Overview
mesolitica/Malaysian-Llama-3.1-8B-Instruct is an 8 billion parameter instruction-tuned model, building upon Meta's Llama-3.1-8B-Instruct. Developed by Mesolitica, this model has undergone further fine-tuning using a highly curated 1.5 billion token Malaysian instruction dataset to enhance its local linguistic and contextual understanding.
Key Capabilities
- Multilingual and Dialectal Support: Responds and codes in a wide array of Malaysian languages and dialects, including Mandarin, Tamil, Jawi, Manglish, Johor, Kedah, Kelantan, Pahang, Perak, Sabah, Sarawak, Selangor, Negeri Sembilan, and Terengganu.
- Malaysian Context Understanding: Demonstrates improved comprehension of multi-turn conversations related to Malaysian legislation, politics, religions, and local languages.
- Training Methodology: Fine-tuned using LoRA on specific attention and projection layers, with a rank of 128 and alpha of 256 (or 2.0). It utilizes 8192 context length with proper SDPA causal masking and chunk CCE loss for LoRA.
Benchmarks
On the MalayMMLU benchmark (0-shot, first token accuracy), the model achieved an average accuracy of 61.28%, with specific category scores ranging from 60.25% (Others) to 62.43% (Humanities).

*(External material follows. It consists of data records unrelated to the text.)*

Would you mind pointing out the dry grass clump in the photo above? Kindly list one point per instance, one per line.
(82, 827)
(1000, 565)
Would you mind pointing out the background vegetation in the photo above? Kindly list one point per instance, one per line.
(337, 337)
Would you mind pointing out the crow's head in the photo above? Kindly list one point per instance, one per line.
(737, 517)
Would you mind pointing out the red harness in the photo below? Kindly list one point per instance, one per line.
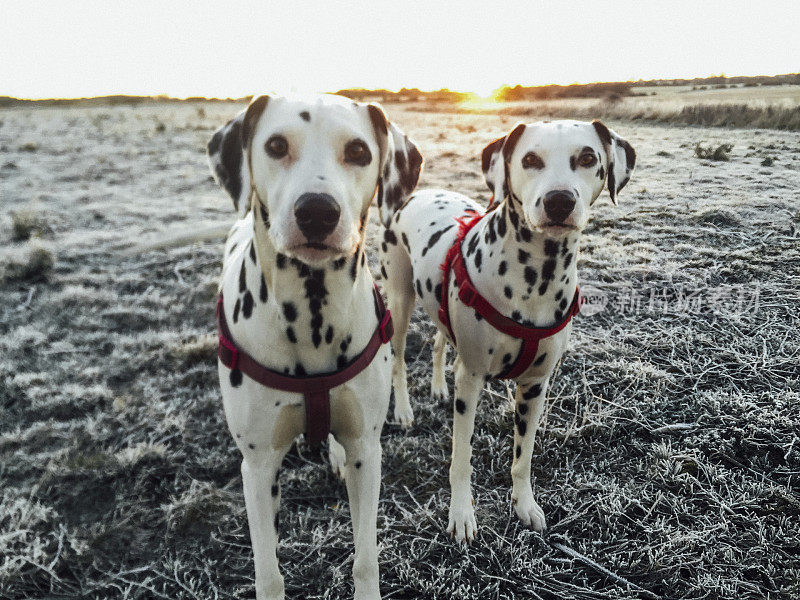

While slightly lower than the base Llama-3.1-8B-Instruct's 64.26% average on MalayMMLU, this fine-tuned version prioritizes deep Malaysian linguistic and contextual relevance over general MalayMMLU performance.
Good For
- Applications requiring nuanced understanding and generation in various Malaysian languages and dialects.
- Use cases involving Malaysian-specific cultural, political, or legal contexts.
- Developers building AI solutions tailored for the Malaysian market.